As I previously stated somewhere, this measure is from the
bottom of the retainer to the top of whatever you’re using
for a stem seal, not simply from the retainer to the metal top
of the guide.
c. Spring clearance needs to be .050 inch between each coil at maximum lift to prevent the spring from binding. If the spring binds before max lift; either the rocker will break or the pushrod will buckle. Sometimes the stud, if pressed in, will be pulled out or if a screw in, will become bent or broken.

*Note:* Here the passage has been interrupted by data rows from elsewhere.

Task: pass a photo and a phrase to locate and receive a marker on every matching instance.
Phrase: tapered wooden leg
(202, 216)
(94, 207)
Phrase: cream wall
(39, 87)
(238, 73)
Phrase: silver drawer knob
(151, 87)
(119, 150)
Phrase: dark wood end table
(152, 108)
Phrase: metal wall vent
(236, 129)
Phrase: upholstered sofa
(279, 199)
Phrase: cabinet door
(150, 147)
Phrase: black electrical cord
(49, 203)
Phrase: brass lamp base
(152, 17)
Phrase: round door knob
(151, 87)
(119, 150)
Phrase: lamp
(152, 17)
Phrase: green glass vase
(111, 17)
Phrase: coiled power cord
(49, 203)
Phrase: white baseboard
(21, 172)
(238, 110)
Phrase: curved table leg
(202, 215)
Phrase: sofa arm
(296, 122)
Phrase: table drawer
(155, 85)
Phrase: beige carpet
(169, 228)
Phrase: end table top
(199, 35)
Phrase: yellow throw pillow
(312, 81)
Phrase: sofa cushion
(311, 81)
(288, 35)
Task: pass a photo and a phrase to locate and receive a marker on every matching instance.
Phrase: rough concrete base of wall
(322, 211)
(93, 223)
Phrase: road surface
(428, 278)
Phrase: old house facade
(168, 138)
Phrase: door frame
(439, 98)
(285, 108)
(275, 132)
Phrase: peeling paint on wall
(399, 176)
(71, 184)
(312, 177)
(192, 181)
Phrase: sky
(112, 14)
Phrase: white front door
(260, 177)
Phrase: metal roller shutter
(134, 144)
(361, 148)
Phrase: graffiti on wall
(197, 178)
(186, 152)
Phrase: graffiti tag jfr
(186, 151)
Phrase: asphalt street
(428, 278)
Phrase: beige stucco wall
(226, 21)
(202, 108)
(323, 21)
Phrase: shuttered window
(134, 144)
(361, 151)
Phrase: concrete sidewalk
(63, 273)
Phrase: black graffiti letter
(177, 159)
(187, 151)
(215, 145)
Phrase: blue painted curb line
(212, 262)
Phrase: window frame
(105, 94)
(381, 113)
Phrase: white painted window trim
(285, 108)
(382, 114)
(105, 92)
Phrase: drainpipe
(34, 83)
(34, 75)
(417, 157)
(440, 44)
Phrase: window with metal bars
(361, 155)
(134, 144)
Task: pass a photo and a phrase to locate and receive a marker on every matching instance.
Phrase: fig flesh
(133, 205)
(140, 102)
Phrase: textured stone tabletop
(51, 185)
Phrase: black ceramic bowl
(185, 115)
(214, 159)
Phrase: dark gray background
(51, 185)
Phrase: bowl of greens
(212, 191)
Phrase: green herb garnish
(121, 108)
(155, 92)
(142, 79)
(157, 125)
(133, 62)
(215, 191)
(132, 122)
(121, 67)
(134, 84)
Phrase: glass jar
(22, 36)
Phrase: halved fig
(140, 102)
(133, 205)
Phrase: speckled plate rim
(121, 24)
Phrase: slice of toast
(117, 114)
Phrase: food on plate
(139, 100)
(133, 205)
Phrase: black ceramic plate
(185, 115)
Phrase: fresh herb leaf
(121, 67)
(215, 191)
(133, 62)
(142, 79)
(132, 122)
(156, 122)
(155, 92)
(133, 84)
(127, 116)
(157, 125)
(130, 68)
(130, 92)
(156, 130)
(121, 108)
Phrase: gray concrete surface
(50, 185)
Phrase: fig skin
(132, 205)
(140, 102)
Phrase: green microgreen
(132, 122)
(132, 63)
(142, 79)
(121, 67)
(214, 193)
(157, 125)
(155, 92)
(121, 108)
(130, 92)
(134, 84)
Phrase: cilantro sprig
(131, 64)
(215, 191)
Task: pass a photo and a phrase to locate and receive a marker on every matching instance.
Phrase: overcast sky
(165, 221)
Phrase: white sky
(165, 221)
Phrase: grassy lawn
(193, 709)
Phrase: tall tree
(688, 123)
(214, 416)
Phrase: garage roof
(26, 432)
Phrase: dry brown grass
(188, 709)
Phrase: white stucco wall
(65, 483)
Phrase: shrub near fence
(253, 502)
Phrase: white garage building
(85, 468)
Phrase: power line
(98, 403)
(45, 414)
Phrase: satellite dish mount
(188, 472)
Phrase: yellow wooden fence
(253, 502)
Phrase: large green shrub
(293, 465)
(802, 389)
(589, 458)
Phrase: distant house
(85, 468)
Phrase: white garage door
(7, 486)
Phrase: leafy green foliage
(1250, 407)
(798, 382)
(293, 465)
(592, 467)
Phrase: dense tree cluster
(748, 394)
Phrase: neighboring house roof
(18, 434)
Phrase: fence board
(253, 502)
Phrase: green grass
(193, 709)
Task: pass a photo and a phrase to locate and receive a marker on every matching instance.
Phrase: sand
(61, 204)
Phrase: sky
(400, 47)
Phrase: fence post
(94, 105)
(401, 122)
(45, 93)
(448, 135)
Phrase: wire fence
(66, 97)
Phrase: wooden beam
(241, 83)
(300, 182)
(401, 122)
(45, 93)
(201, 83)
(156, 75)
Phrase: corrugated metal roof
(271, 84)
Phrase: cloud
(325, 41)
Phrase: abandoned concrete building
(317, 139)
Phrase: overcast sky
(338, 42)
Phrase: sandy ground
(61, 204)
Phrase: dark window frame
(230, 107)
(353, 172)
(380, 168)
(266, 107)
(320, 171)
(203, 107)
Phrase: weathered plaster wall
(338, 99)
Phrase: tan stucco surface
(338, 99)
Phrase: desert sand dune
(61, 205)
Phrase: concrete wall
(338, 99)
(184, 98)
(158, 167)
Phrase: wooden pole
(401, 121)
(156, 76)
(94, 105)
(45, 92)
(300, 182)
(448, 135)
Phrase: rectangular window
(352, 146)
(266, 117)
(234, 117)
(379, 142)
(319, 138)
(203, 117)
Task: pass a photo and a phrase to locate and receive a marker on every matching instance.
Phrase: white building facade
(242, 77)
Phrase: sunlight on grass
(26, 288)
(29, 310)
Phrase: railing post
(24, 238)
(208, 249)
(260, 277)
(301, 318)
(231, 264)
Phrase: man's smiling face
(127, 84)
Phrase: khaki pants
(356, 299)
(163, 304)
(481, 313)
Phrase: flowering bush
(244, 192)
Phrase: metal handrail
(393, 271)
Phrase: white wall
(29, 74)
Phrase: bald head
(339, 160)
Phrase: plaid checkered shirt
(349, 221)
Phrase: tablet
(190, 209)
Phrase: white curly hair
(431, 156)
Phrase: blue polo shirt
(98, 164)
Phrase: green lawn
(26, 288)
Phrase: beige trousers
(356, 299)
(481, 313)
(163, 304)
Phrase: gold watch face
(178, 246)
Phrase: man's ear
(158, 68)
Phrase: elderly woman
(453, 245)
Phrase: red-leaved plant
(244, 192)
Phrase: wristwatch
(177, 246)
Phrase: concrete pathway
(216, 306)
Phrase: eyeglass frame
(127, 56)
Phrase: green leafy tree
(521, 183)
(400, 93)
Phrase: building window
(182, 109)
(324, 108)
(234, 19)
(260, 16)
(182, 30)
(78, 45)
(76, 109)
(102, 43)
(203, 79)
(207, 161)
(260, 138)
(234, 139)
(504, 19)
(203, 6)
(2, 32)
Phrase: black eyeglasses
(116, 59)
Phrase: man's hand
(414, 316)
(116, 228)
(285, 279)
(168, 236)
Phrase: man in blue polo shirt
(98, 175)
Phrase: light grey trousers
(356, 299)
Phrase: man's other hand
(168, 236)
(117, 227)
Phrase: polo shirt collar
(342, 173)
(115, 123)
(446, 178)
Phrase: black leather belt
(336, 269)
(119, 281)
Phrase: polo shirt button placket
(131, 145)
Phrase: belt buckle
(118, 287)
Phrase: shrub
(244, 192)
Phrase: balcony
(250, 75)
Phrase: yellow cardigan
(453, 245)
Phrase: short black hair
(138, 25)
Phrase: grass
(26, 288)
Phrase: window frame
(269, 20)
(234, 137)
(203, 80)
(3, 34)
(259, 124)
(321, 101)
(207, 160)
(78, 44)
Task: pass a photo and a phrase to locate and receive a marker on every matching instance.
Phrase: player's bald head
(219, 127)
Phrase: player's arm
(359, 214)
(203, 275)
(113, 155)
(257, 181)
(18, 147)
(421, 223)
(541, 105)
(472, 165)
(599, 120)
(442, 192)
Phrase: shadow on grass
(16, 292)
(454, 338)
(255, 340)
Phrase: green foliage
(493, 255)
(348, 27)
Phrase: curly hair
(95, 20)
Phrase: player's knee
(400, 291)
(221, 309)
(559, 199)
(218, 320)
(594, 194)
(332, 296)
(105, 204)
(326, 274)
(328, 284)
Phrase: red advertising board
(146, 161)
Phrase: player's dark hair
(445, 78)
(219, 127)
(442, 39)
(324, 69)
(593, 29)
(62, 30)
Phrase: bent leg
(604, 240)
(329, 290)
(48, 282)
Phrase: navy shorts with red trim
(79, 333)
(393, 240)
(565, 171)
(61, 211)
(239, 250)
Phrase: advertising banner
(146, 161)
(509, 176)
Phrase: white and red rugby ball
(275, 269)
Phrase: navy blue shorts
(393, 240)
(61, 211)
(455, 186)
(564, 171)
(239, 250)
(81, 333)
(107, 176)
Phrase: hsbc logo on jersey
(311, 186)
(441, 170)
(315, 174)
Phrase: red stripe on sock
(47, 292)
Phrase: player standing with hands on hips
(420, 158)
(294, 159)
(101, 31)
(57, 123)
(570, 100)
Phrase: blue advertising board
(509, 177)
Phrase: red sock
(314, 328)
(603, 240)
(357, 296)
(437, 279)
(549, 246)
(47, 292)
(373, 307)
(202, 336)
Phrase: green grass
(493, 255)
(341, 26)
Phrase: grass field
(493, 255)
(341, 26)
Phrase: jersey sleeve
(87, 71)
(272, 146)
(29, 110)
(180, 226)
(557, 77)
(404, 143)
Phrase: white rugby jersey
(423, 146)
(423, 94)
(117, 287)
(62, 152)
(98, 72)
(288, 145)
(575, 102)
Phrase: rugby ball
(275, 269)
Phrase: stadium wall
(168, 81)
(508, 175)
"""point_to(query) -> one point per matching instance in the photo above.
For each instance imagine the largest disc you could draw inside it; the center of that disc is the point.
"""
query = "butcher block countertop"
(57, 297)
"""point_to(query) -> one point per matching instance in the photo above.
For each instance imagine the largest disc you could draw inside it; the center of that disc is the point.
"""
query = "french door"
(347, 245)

When dealing with multiple springs getting inside them to do
measurements can be difficult, this could mean that each
spring has separately and sequentially assembled and
measured. It’s not uncommon, especially for the engine’s
top end, for the engine builder to have to assemble,
disassemble, and reassemble the engine 2,3 or 4 times
before finally closing it up.
Take notes as you go, make a chart or what ever it takes to keep an audit trail so you know what you’ve done and measured. Trust me there are car builders and chief mechanics that won’t fire a fresh engine till they’ve read such a list and even then they only trust documentation from an engine builder they know and trust. There are some really good books on the subject out there such as the “Step by Step Guide to Engine Blueprinting” from S-A Design Books, by Rick Voegelin. This is 20 bucks well spent.
Setting valves, I do not like nor do I use these quickie valve setting techniques used an abused by the Flat Raters. These almost always get you into trouble, especially if you’re running a long duration cam, or high ratio rockers. I recommend the painful practice of bringing the number one piston to TDC firing, this absolutely insures the valves are fully closed. I do this right down the firing order which means jumping back and forth, and from front to rear of the engine, but I know for absolutely for certain that no valve was sitting on a ramp when I adjusted it. On hydraulic lifters, I carefully run each rocker to zero lash, that’s just at contact on the lifter's plunger. I don’t go back until the engine is running and hot, then I reset them for zero lash hot with the recommended amount of preload being ¼ to ¾ turn more. I never turn the adjustment more than a 1/4 turn beyond where the lifter becomes quiet. It’s better to fire up with a little ticking than to have an over tightened lifter hold a valve open for a piston to hit it. For solid lifters; I go ahead and lash the rocker to the valve stem in the middle of the cam manufacturer’s recommended range. Then go back and reset when the engine is running and hot. This process requires lots of rags and keep heavy duty aluminum foil around to make baffles to catch the flying oil.